A Million Cameras, Wide Open
Roughly one million baby monitors and home security cameras manufactured by Meari Technology were found to be trivially accessible to external parties due to weak cloud infrastructure controls. Devices marketed under various white-label brands were affected, meaning many consumers had no idea their camera was Meari hardware underneath. The core issue — hardcoded or guessable credentials combined with a shared cloud relay infrastructure — is a pattern that the IoT industry has failed to solve for over a decade. For practitioners managing BYOD or home-worker environments, this is another reminder that consumer-grade cameras on home networks represent a real lateral movement risk if those networks touch corporate resources in any way.

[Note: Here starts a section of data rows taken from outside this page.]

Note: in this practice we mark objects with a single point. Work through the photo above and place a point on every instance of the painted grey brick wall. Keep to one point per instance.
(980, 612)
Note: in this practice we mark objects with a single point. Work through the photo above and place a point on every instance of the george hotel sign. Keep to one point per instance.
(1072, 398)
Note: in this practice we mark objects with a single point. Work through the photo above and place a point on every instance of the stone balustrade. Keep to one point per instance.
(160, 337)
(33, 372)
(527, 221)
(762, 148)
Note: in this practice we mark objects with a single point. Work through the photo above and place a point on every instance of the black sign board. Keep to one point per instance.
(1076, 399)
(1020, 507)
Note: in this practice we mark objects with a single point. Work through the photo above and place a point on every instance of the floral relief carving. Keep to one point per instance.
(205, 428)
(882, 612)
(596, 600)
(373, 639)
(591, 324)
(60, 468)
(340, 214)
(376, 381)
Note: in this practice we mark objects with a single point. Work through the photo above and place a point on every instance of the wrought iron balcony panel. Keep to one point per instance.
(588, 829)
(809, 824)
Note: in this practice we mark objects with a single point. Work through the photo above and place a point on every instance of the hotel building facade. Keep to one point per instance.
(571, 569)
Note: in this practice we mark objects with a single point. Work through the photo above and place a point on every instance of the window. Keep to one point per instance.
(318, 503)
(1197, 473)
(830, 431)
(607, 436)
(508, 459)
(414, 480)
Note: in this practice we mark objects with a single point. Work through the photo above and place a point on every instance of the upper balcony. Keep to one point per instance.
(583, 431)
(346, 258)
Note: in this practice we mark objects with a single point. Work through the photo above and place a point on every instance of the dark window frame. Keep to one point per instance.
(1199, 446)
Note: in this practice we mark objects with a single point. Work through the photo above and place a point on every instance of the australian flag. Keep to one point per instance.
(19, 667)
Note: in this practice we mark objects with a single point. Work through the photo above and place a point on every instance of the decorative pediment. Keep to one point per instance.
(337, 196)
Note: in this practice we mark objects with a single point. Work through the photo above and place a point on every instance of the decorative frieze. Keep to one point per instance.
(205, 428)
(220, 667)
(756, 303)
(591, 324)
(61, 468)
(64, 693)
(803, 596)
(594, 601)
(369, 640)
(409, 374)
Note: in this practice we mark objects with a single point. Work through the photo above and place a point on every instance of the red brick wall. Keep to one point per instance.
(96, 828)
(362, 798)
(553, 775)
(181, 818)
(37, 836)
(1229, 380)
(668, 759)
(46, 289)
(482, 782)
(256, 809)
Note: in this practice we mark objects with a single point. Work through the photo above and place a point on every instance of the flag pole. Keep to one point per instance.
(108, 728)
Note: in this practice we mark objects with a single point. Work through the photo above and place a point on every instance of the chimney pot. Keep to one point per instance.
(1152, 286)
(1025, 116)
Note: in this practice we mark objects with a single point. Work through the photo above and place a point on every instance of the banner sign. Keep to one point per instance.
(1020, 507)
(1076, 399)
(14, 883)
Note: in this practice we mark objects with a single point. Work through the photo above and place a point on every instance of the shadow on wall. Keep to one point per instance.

AI Bug Hunters Are Breaking the Linux Security Process
Linus Torvalds has publicly described the Linux kernel security mailing list as "almost entirely unmanageable" due to a flood of AI-generated vulnerability reports. Automated tools are churning out low-quality, speculative, or outright hallucinated bug reports at a volume that is overwhelming human reviewers and burying legitimate disclosures. The signal-to-noise ratio has collapsed to the point where genuine vulnerabilities risk being lost in the noise — which is, perversely, a security risk in itself. This is an early and concrete example of AI tooling creating systemic harm to open-source security infrastructure, and it raises urgent questions about disclosure norms and intake filtering that the industry hasn't yet answered.
Schrödinger's Feed
NIST has advanced nine post-quantum digital signature candidates to a third evaluation round — a quiet but significant milestone in the long road to replacing RSA and ECDSA across the internet's signing infrastructure. Digital signatures underpin TLS certificates, code signing, firmware validation, and software update chains, making this selection round arguably more operationally impactful than the already-finalised key encapsulation standards. The candidates span a range of mathematical foundations — lattices, hash-based schemes, and others — reflecting a deliberate diversification strategy against the possibility that a single mathematical family proves vulnerable. Practitioners with long-lived PKI infrastructure or hardware security modules in the procurement pipeline should be watching this round closely: the algorithms selected here will define what "secure signing" looks like for the next twenty years.
/dev/random
Anthropic has acquired Stainless, a company that auto-generates polished SDK wrappers from API specifications. On the surface: a developer tooling acquisition. In practice: the company building arguably the most capable AI assistant on the market now also owns the tooling that makes it trivially easy to embed that assistant into any application via a clean, auto-generated SDK. Nothing says "we want to be deeply integrated into every software stack on earth" quite like buying the company that smooths out the last mile of that integration. Somewhere, a prompt injection researcher just smiled and opened a new tab.